Business Intelligence

„Wir nutzen den Analyzer der Abas Projektierung noch viel zu wenig“, sagt Wackershauser. Über Analyzer BI, so die offizielle Bezeichnung, lassen sich Daten aus dem ERP-System in eine SQL- oder Access-Datenbank exportieren, um spezielle Datenbankabfragen im Rahmen von Business-Intelligence-Untersuchungen zu generieren. „Für uns war wichtig, ein flexibles Instrument mit Schnittstellen zu erhalten, um eigene Abfragen generieren zu können“, so Wackershauser weiter. Apropos Anbindung an Drittsysteme: „Die Schnittstelle zum BIS-Server von Seeburger funktioniert richtig gut.“ Über den Business Integration Server (3) ist die automatisierte Kommunikation mit dem Kunden im Rahmen des Bestellwesens und der Bezahlung möglich. Die Intergrationsplattform verarbeitet selbsttätig zum Beispiel Delfor- und VDA-Abrufe.

Fazit

UFT Produktion nutzt erfolgreich die Abas-Business-Software zur Abbildung seiner geschäftskritischen Prozesse einschließlich der Kommunikation mit seinen Kunden per EDISchnittstelle.
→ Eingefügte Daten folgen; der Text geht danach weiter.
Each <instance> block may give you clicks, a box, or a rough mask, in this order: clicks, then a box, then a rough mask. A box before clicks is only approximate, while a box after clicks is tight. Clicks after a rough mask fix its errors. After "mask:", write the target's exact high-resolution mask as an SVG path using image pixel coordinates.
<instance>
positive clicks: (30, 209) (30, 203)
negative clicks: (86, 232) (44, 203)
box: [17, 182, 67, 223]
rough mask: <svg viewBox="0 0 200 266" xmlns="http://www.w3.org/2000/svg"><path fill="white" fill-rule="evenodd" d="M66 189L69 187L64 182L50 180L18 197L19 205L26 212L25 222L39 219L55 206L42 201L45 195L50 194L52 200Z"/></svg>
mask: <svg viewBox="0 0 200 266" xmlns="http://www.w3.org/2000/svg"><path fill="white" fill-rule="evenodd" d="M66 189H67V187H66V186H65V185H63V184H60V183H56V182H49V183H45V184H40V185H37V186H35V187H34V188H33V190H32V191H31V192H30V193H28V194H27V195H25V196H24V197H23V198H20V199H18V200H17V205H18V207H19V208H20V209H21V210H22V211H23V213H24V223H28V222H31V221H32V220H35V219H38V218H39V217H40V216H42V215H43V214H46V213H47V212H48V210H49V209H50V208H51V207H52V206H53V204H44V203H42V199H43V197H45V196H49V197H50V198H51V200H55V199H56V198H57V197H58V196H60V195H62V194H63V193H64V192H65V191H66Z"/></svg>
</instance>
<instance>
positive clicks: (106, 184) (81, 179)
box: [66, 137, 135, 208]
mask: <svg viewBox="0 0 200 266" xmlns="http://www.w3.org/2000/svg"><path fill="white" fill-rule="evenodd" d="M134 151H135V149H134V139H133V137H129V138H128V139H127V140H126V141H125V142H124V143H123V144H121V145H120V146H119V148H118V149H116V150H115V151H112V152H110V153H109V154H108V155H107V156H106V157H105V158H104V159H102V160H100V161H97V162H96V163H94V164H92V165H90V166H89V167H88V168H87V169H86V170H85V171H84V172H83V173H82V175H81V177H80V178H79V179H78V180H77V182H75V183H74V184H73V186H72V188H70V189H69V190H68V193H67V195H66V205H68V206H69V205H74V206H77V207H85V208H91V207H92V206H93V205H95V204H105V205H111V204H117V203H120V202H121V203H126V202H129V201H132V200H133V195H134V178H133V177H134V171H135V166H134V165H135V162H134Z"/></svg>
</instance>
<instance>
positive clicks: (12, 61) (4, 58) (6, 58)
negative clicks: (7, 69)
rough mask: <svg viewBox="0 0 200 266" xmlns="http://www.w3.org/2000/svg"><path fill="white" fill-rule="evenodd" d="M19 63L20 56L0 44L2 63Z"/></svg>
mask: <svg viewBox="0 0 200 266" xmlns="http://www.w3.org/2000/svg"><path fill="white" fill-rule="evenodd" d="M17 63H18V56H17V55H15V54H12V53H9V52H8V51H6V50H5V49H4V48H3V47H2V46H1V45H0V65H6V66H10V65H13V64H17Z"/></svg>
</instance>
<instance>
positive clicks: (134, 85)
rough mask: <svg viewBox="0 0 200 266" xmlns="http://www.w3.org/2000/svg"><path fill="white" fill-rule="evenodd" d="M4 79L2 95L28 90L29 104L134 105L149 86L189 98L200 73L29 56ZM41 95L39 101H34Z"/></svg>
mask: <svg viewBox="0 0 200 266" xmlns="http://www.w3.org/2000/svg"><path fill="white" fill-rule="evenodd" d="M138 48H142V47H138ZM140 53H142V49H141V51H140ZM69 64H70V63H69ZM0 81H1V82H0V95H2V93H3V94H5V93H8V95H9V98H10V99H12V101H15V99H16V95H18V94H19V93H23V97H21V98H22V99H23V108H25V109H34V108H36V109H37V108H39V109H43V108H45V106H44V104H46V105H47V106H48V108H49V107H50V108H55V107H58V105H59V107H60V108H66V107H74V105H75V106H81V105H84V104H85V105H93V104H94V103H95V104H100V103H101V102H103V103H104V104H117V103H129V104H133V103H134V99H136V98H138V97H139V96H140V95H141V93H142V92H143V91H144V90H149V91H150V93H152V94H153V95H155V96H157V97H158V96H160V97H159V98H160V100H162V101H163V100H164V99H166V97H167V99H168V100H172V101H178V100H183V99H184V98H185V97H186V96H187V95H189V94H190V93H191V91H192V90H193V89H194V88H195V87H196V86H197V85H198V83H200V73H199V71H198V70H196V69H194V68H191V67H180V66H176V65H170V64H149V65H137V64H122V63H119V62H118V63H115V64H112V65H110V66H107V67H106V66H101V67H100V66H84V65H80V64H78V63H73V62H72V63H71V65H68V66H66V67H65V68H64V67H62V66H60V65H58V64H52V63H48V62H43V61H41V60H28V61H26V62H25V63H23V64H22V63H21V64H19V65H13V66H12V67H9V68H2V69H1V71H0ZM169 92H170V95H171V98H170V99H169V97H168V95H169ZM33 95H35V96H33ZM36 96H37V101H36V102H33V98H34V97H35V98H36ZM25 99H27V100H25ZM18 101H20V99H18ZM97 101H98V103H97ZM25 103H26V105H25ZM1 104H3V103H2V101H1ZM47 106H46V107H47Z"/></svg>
Hohe Zufriedenheit besteht aber auch mit dem Implementierungspartner Abas Projektierung und der Lizenzpolitik des Systemanbieters: „Es ist nicht notwendig, Stammmodule durch zusätzliche Investitionen zu erweitern“, meint der Geschäftsführer. Von Beginn an stehe das komplette Paket zur Verfügung, man könne sich deshalb auf die Anwendungstiefe konzentrieren, die man erreichen wolle. So nutzt der Betrieb die Abas-Anwendung am Standort in der Slowakei im gleichen Umfang wie am Stammsitz in Stutensee. Diese Lizenzierungsstrategie habe auch den Vorteil, dass der Beratungsaufwand unabhängig von der Anzahl der Lizenzen ist.